Я поклонился отцовым сослуживцам.

– Хорошо, – кивнул отец.

Тон и весь вид его говорили об обратном: ничего хорошего в происходящем глава семейства не видел.

– О-Сузу, приготовь гостям чай.

Не успела служанка броситься выполнять распоряжение хозяина, как в ворота требовательно постучали.

– Кто там?

– Сэки Осаму, старший дознаватель службы Карпа-и-Дракона.

В низком рокочущем басе звучала неотвратимость закона. Я отметил, что редко когда имя и голос человека настолько соответствуют друг другу.[5] Сэки – застава, барьер; Осаму – твёрдость закона. А ещё – занимаемой им должности.

Отец распахнул ворота:

– Добро пожаловать, досточтимый Сэки-сан.

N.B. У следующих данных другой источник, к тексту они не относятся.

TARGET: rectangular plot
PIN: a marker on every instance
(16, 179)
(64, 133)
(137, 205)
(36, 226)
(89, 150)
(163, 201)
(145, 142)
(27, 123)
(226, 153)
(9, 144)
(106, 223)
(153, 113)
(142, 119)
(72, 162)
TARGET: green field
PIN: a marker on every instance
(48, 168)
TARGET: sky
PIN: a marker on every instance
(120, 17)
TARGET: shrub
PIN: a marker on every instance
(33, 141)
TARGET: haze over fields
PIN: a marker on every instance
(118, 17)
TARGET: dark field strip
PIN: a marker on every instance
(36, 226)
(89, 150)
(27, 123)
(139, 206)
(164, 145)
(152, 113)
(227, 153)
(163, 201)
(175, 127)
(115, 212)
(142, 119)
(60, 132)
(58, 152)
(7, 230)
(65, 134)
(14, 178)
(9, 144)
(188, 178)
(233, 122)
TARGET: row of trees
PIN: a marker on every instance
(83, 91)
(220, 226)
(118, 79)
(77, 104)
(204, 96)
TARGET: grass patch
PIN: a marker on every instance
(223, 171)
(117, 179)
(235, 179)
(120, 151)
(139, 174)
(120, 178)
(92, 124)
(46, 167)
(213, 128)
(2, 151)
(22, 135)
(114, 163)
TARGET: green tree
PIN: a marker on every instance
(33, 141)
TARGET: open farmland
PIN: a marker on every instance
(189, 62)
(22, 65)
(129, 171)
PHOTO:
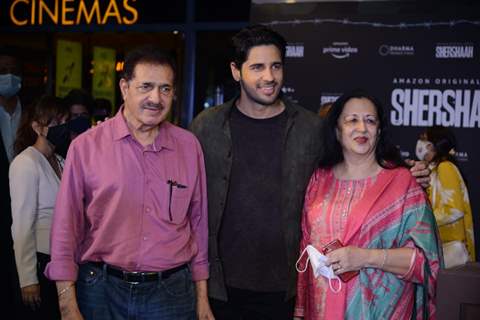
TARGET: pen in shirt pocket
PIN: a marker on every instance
(172, 183)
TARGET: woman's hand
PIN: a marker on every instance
(348, 258)
(31, 296)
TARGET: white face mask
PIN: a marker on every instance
(421, 149)
(317, 260)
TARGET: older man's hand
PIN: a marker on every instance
(420, 171)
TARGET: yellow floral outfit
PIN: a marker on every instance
(451, 205)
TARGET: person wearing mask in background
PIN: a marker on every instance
(448, 194)
(363, 204)
(10, 113)
(80, 103)
(35, 175)
(129, 235)
(324, 108)
(260, 151)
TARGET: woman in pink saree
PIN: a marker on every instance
(363, 196)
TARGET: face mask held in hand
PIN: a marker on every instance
(318, 260)
(421, 149)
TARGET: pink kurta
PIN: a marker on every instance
(367, 213)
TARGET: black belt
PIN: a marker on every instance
(137, 276)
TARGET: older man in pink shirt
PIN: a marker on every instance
(129, 236)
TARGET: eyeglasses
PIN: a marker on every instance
(351, 120)
(165, 89)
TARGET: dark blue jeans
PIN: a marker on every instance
(101, 296)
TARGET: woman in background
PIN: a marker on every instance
(448, 193)
(34, 180)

– Я рад, что вы дома, Хидео-сан. Так за вами не придется посылать.

– Мы вас ждали.

Дознаватель, дородный мужчина лет пятидесяти, был облачён в темно-синее кимоно из шёлка, украшенное тонким золотым узором. На груди слева, над сердцем, красовался герб службы: стилизованное изображение карпа и дракона, перетекающих друг в друга, подобно буддийскому символу Инь и Ян. На голове – высокая чёрная шапка государственного чиновника. Рукояти плетей за поясом обтянуты шершавой кожей ската в оплётке из шёлковых шнуров – тоже золото и густая грозовая синева. Рано поседевшие брови срослись на переносице, из-за чего лицо дознавателя – резкие складки у рта, щеки обвисли – имело брюзгливый вид. Взгляд из-под полуприкрытых век был внимательный, цепкий. Похоже, Сэки Осаму подмечал любую мелочь и откладывал про запас – до тех пор, пока эта мелочь не понадобится.

– Торюмон Хидео, – представился отец, хотя в этом не было надобности. – Мой сын Рэйден. Мои сослуживцы Икэда Наоки и Нисимура Керо. Я привел их в качестве свидетелей, желая избавить вас от лишних хлопот.

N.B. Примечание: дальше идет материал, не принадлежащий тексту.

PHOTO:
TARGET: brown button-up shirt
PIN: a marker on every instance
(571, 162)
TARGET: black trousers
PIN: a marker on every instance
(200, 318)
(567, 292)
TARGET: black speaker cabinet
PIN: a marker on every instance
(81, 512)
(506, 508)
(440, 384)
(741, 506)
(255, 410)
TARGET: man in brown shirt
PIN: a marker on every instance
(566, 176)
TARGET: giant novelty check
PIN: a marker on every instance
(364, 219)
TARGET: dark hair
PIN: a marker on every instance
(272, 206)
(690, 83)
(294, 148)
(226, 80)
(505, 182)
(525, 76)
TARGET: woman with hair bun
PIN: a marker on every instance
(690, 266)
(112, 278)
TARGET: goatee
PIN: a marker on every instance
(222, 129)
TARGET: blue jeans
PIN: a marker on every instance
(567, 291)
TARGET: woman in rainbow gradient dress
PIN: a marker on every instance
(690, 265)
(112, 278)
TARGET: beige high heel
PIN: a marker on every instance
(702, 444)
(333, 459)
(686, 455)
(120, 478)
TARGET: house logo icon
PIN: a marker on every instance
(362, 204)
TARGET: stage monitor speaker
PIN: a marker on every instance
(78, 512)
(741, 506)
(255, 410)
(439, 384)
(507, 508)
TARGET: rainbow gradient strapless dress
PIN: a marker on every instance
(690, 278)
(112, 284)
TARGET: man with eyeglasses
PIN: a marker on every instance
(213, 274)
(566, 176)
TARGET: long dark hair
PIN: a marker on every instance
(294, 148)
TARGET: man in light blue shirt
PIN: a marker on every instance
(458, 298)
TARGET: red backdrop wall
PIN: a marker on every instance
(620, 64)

Мы по очереди поклонились чиновнику. Когда я вновь поднял взгляд на дознавателя, в ворота за его спиной вошли двое. Одним был настоятель Иссэн, другим же…

Длинная грубая накидка с капюшоном. Пояс – прочная верёвка. Из-под капюшона вместо человеческого лица на меня уставилась рыбья голова. Покрытая капельками росы, голова отблёскивала тусклой медной чешуёй, пучила белые эмалированные глаза с черными дырами зрачков, приоткрывала губастый рот.

Под служебной маской карпа скрывался каонай .

Безликий.

Живое напоминание о воздаянии за попытку обойти закон кармы, дарованный нам милосердным буддой Амидой. Парии, отщепенцы, отверженные – даже к нечистым эта [6] Эта – неприкасаемые, чья жизнь и работа связаны с грязью и смертью: мясники, кожевенники, мусорщики, уборщики нечистот, собиратели трупов. и лишённым сословия хинин [7] Хинин – неприкасаемые, лишённые сословия. В хинин человека могли перевести временно, в наказание за преступление, вернув сословное достоинство по истечении срока. Но имелись и постоянные (урождённые) хинин. относились лучше, чем к мерзким каонай . Бывшие люди, лишённые не только сословия и чести, но также лица и имени. Единственные, кого можно убить безнаказанно – так веками убивали друг друга наши предки до сошествия Чистой Земли на острова Восходящего Солнца. Убить – и остаться самим собой, а не стать вместилищем для духа убитого, предоставив ему возможность жить вместо тебя.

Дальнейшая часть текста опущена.